DIY Film and Art Festival for NYC #ArtTuesday
For many of us, not being able to go to a movie theater is a big loss. It’s not dire, and there are far more difficult challenges that we’re all facing. Still, for those who love the moviegoing experience, it’s sad not to be able to sit in the dark and dream a communal dream with a goup of strangers.
If you’re missing movies, here’s an NYC-centric film festival you can have right in your own home, from Jonathan Stevenson via Two Coats of Paint:
There’s especially fine below-the-radar fare from the 1990s – a fertile period for independent cinema. From one outstanding movie a veritable festival can arise.

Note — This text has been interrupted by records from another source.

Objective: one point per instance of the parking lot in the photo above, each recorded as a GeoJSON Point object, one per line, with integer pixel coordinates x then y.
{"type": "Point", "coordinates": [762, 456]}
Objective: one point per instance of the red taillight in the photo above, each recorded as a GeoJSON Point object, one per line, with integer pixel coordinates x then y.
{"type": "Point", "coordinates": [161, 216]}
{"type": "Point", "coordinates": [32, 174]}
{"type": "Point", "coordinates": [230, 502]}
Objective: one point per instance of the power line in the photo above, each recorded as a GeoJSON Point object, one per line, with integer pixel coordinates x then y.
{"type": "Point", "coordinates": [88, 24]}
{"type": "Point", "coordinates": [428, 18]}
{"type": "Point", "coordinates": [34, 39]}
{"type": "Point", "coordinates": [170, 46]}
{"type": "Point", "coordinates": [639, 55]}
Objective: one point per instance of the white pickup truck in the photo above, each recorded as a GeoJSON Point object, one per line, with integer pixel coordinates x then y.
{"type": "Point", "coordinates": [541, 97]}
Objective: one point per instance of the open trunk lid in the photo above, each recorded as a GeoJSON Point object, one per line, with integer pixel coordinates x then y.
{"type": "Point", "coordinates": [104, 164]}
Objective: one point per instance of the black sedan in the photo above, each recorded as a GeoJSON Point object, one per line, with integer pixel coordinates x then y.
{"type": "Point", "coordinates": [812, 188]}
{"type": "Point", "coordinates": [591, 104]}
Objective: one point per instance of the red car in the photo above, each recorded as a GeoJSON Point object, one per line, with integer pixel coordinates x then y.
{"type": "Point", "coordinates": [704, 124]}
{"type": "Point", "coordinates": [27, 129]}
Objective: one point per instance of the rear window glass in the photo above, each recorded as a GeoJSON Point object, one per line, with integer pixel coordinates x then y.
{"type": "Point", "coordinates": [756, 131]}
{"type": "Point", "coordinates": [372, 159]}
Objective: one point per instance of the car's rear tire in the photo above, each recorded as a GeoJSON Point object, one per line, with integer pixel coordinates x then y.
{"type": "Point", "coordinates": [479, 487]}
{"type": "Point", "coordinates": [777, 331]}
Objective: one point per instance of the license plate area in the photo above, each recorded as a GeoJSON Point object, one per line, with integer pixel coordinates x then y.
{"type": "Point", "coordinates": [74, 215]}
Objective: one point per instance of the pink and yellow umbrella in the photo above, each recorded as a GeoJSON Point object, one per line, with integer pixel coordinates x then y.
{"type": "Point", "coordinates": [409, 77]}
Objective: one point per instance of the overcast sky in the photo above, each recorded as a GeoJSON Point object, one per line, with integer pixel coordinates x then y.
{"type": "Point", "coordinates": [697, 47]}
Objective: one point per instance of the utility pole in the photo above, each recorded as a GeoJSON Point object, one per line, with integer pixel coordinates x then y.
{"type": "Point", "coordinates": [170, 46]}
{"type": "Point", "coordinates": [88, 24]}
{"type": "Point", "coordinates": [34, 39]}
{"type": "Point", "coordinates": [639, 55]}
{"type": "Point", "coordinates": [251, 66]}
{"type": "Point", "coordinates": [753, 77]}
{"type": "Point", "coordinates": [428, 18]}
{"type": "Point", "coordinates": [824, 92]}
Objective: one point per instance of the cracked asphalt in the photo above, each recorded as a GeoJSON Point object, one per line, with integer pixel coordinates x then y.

Nick Gomez’s Laws of Gravity (1992) is a rough gem. Set in pre-gentrification Greenpoint and Williamsburg and shot in handheld verité style, it spans a few hectic days in the lives of half a dozen white working-class friends and associates who have, to a greater or lesser degree, consigned themselves to the distant margins of productive society. For the men in this crew, successful petty crime passes for upward mobility, though some get righteously nervous when it attains the level of gunrunning. The film approaches, if by a measure it doesn’t reach, the cold, incisive brilliance of Ulu Grosbard’s Straight Time (1978), starring Dustin Hoffman, Theresa Russell, and M. Emmet Walsh, which mines the core tragedy of the career criminal. Uglier and more serious than Sam Henry Kass’s kindred 1994 antediluvian Red Hook romp The Search for One-Eyed Jimmy – a droll shaggy-dog story rich with cameos and before-they-were-famous appearances – Laws of Gravity is more about grim doom than jaunty survival.